MemoryError when spawning workers under Windows

Hi,

I am getting a MemoryError when iterating over train_loader in the following code snippet:

    def optimizer_step():
        optimizer.zero_grad()
        losses = []
        print(h.heap())
        for x_batch, y_batch in train_loader:
            # print(f"batch_size: {x_batch.shape}, {y_batch.shape}")
            prediction = model(x_batch)
            loss = loss_function(prediction, y_batch)
            print("Loss: ", loss.item())
            loss.backward()
            losses.append(loss.unsqueeze(0))
        losses = torch.cat(losses, dim=0)
        return torch.sum(losses)

The thing that’s odd is I’m running Python 64-bit under Windows 10 with >30GB free RAM. When I run guppy.hpy.heap() I get see this memory usage:

Partition of a set of 642221 objects. Total size = 72264693 bytes.

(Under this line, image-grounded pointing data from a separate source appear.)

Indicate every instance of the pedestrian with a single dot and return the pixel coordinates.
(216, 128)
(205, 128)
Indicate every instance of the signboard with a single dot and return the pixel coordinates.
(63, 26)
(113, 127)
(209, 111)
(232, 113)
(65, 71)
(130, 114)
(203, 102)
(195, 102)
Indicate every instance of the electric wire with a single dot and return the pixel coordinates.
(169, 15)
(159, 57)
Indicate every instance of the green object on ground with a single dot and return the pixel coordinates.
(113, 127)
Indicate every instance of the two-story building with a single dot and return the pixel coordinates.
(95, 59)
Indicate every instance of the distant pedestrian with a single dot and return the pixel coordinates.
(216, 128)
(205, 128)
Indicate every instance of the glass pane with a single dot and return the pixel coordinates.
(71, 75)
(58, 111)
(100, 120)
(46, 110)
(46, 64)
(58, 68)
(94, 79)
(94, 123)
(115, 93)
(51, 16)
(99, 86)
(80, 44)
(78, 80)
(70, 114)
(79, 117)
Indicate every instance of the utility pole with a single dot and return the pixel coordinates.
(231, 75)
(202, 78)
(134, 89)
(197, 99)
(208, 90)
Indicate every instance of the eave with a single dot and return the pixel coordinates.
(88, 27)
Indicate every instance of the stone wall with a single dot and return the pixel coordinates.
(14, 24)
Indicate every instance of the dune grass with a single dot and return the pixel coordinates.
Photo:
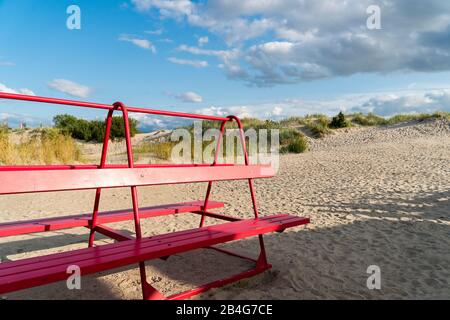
(43, 146)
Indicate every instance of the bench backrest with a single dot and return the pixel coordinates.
(12, 182)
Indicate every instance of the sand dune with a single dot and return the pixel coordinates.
(376, 196)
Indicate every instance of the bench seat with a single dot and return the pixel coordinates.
(66, 222)
(31, 272)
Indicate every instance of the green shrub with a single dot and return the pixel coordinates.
(292, 141)
(370, 119)
(92, 130)
(339, 121)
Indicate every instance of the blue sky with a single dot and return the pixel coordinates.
(265, 58)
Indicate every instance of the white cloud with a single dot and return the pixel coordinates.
(313, 39)
(194, 63)
(141, 43)
(382, 103)
(239, 111)
(188, 97)
(165, 7)
(71, 88)
(156, 32)
(4, 88)
(202, 41)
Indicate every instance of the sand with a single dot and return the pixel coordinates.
(375, 196)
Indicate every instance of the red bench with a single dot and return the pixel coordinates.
(26, 273)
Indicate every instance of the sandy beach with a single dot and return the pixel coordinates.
(375, 196)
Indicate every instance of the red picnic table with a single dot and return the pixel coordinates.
(41, 270)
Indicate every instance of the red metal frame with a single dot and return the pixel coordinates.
(133, 176)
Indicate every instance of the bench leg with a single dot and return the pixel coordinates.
(148, 292)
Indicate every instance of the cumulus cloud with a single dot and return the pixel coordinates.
(194, 63)
(150, 123)
(4, 88)
(141, 43)
(71, 88)
(188, 97)
(288, 41)
(240, 111)
(383, 103)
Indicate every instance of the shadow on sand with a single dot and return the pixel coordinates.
(308, 263)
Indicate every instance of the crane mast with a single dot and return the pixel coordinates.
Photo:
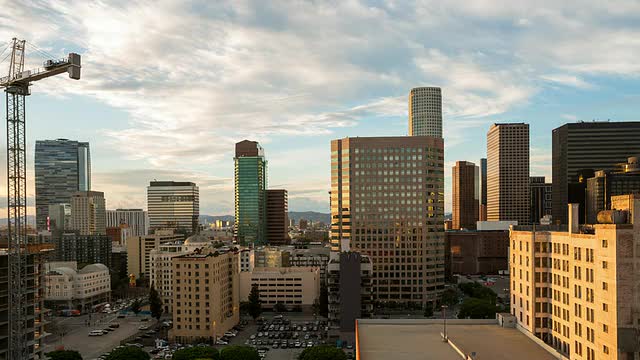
(16, 86)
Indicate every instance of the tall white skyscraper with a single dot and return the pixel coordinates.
(425, 112)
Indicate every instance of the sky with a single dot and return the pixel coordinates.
(168, 87)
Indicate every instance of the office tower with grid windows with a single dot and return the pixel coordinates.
(387, 202)
(62, 167)
(425, 112)
(508, 173)
(250, 180)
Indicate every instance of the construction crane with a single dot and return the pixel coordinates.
(16, 85)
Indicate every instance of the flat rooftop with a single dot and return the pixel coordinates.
(404, 340)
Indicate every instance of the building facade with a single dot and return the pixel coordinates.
(588, 145)
(277, 217)
(508, 173)
(137, 220)
(62, 167)
(576, 287)
(387, 201)
(250, 180)
(425, 112)
(88, 216)
(206, 296)
(465, 195)
(540, 193)
(173, 205)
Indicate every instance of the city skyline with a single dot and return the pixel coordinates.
(364, 91)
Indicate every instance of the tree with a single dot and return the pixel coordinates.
(239, 353)
(474, 308)
(155, 304)
(136, 306)
(197, 352)
(255, 306)
(128, 353)
(64, 355)
(322, 352)
(324, 301)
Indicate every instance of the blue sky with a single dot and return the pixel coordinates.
(169, 86)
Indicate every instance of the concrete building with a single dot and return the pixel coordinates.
(161, 271)
(62, 167)
(173, 205)
(88, 215)
(290, 286)
(588, 145)
(250, 180)
(387, 200)
(68, 288)
(625, 179)
(540, 193)
(465, 195)
(576, 287)
(350, 290)
(206, 295)
(508, 173)
(425, 112)
(139, 248)
(136, 220)
(277, 217)
(477, 252)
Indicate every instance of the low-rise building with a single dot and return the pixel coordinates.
(206, 295)
(290, 286)
(66, 287)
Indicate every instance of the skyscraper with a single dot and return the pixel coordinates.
(250, 182)
(425, 112)
(592, 146)
(62, 167)
(387, 201)
(508, 173)
(88, 213)
(173, 205)
(465, 195)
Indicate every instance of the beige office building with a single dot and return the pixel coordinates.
(508, 173)
(139, 248)
(290, 286)
(387, 202)
(577, 288)
(206, 296)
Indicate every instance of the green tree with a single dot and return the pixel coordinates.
(324, 301)
(155, 304)
(128, 353)
(255, 306)
(322, 352)
(474, 308)
(64, 355)
(239, 353)
(197, 352)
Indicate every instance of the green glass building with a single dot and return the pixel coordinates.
(250, 180)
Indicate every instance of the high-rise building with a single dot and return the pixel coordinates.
(277, 217)
(465, 195)
(137, 220)
(508, 173)
(483, 190)
(425, 112)
(173, 205)
(62, 167)
(587, 146)
(575, 287)
(88, 215)
(206, 295)
(540, 193)
(387, 201)
(250, 181)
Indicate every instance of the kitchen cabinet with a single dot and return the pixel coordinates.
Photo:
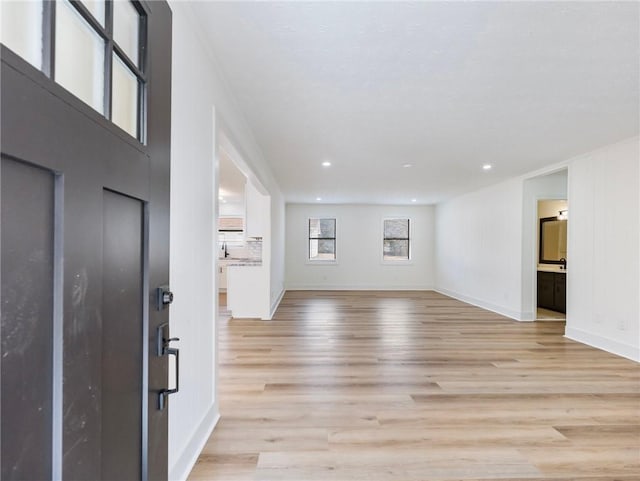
(552, 290)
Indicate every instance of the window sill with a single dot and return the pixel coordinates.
(408, 262)
(321, 263)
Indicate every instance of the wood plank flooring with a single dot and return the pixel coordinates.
(408, 386)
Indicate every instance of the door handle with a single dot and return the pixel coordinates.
(169, 351)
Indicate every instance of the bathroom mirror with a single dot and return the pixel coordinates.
(553, 240)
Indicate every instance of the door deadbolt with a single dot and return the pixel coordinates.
(164, 297)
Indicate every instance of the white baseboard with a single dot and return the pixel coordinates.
(187, 460)
(275, 305)
(516, 315)
(600, 342)
(360, 287)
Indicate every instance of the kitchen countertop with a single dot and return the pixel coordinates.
(235, 262)
(552, 268)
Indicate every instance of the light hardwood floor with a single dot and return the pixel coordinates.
(404, 386)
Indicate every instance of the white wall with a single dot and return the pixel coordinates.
(277, 284)
(485, 246)
(201, 106)
(359, 248)
(479, 247)
(603, 283)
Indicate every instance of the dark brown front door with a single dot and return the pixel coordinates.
(84, 245)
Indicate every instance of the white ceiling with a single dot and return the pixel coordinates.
(446, 86)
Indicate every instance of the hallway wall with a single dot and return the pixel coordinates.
(479, 248)
(603, 284)
(201, 106)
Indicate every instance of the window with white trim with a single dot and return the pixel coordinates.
(322, 239)
(396, 242)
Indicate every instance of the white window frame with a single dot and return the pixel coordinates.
(320, 262)
(396, 262)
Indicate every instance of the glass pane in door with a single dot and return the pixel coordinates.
(124, 110)
(21, 29)
(79, 54)
(126, 28)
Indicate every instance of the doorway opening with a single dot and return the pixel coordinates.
(551, 271)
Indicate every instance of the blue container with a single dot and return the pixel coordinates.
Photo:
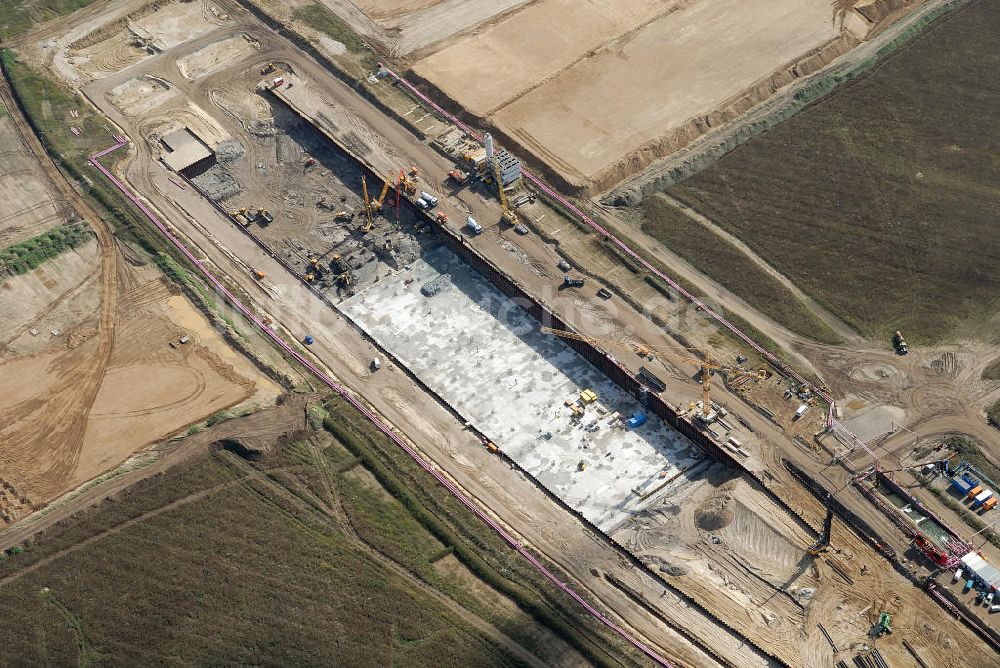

And here is the full traceback:

Traceback (most recent call last):
  File "C:\Users\Gili\Documents\myproject\aggregator\src\main\python\com.mycompany.aggregator\pytorch-ours.py", line 181, in <module>
    optimizer.step(optimizer_step)
  File "C:\Users\Gili\Documents\myproject\python\lib\site-packages\torch\optim\optimizer.py", line 88, in wrapper
    return func(*args, **kwargs)
  File "C:\Users\Gili\Documents\myproject\python\lib\site-packages\torch\autograd\grad_mode.py", line 28, in decorate_context
    return func(*args, **kwargs)
  File "C:\Users\Gili\Documents\myproject\python\lib\site-packages\torch\optim\lbfgs.py", line 311, in step
    orig_loss = closure()
  File "C:\Users\Gili\Documents\myproject\python\lib\site-packages\torch\autograd\grad_mode.py", line 28, in decorate_context
    return func(*args, **kwargs)
  File "C:\Users\Gili\Documents\myproject\aggregator\src\main\python\com.mycompany.aggregator\pytorch-ours.py", line 157, in optimizer_step
    for x_batch, y_batch in train_loader:
  File "C:\Users\Gili\Documents\myproject\python\lib\site-packages\torch\utils\data\dataloader.py", line 354, in __iter__
    self._iterator = self._get_iterator()
  File "C:\Users\Gili\Documents\myproject\python\lib\site-packages\torch\utils\data\dataloader.py", line 305, in _get_iterator
    return _MultiProcessingDataLoaderIter(self)
  File "C:\Users\Gili\Documents\myproject\python\lib\site-packages\torch\utils\data\dataloader.py", line 918, in __init__
    w.start()
  File "C:\Python39\lib\multiprocessing\process.py", line 121, in start
    self._popen = self._Popen(self)
  File "C:\Python39\lib\multiprocessing\context.py", line 224, in _Popen
    return _default_context.get_context().Process._Popen(process_obj)
  File "C:\Python39\lib\multiprocessing\context.py", line 327, in _Popen
    return Popen(process_obj)
  File "C:\Python39\lib\multiprocessing\popen_spawn_win32.py", line 93, in __init__
    reduction.dump(process_obj, to_child)
  File "C:\Python39\lib\multiprocessing\reduction.py", line 60, in dump
    ForkingPickler(file, protocol).dump(obj)
MemoryError

How do I go about debugging what is going on? I tried reducing num_workers to 1 and the problem still occurs. Setting num_workers to 0 avoids the problem but this operation is computation-intensive so I want to run across multiple processes.

I guess Windows is running into issues with IPC and/or shared memory (I’m not deeply familiar with Window’s limitations in IPC). Were multiple workers working before in this setup or were you always hitting this issue?

Were multiple workers working before in this setup or were you always hitting this issue?

It’s hard to tell. I’ve used multiple workers with code samples I found online. They also ran out of memory for no good reason, but only if I used a large number of workers. Using 1-2 workers seemed to work fine. Using 8 workers (corresponding to the number of CPU cores in my machine) complains about lack of memory even though the system has plenty left.

When I try using multiple workers in my own (custom) project, I can’t even use one worker.

I suspect there is a bug with workers, but my specific project triggers that bug earlier than other projects.

if your script is trying to serialize like 100GB at once (>memory+swap), you won’t see anything unusual from outside. Set a breakpoint in ForkingPickler.dumps and see if manual serialization succeeds for your big object.

I eventually caught on that one of my model’s fields was transitively referencing a large amount of samples, all of which were being serializes/unserialized across the worker processes.